Railway worker Steve Desavouret (L) says he was fired for whistleblowing. (Courtesy of Steve Desavouret)

http://inthesetimes.com/article/14836/blood_on_the_tracks/

Features » April 15, 2013

Railway whistleblowers get some federal protection at last.
BY Kari Lydersen

The 19th-century railroad boom enabled not only the settling of the American West, the industrial revolution and the growth of American cities, but also the creation of a new class of corporate owners. The railroad magnates of the 19th and early 20th centuries amassed such wealth and wielded such political clout that they seemed almost omnipotent. The 1886 U.S. Supreme Court case Santa Clara County vs. Southern Pacific Railroad Company is known as the first significant ruling to grant corporations the same constitutional equal rights protections as human beings.

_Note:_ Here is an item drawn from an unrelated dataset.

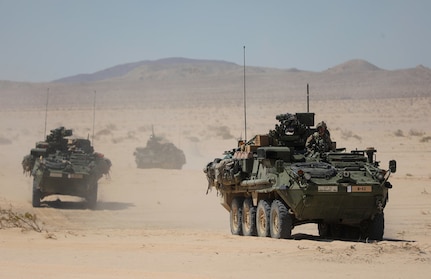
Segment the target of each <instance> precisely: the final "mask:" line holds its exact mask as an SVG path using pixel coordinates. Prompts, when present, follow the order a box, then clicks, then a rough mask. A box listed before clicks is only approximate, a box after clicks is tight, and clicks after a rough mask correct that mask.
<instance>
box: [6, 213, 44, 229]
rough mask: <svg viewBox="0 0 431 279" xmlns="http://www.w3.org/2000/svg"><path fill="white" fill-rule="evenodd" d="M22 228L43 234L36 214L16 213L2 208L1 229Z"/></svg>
mask: <svg viewBox="0 0 431 279" xmlns="http://www.w3.org/2000/svg"><path fill="white" fill-rule="evenodd" d="M6 228H21V229H24V230H34V231H36V232H42V228H41V227H40V225H39V223H38V220H37V217H36V214H31V213H29V212H26V213H24V214H22V213H17V212H14V211H13V210H12V209H2V208H0V229H6Z"/></svg>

In many ways, that sense of overwhelming corporate power has endured to the present, at least in major railroad companies’ relations with their employees. Railroad workers and their attorneys say—and federal courts and government regulators have agreed—that for decades there has been an endemic problem of retaliation by railroad companies against employees who are injured on the job or who speak out about safety hazards. Often the two issues go together: Injury investigations bring safety hazards to light.

Historically, the railroad industry had “a paramilitary mentality,” says Charlie Goetsch, an attorney who specializes in representing railroad workers. “In the army, if you refuse to obey an order, you’re shot or court-martialed. You do what I say or you’re fired or I make your life miserable. The workers had no power, no recourse to stand up against that. Railroad unions have been a powerful force, but they have had no ability to strike back when rail management retaliated against an individual employee for having the gall to report a safety hazard or a resulting injury. That continued on into the 21st century.”

But the industry may be in the early stages of a sea change, thanks to 2007 legislation protecting railroad workers that has been strongly backed by federal court rulings this year and complemented by policy changes and voluntary agreements involving the Occupational Safety and Health Administration (OSHA).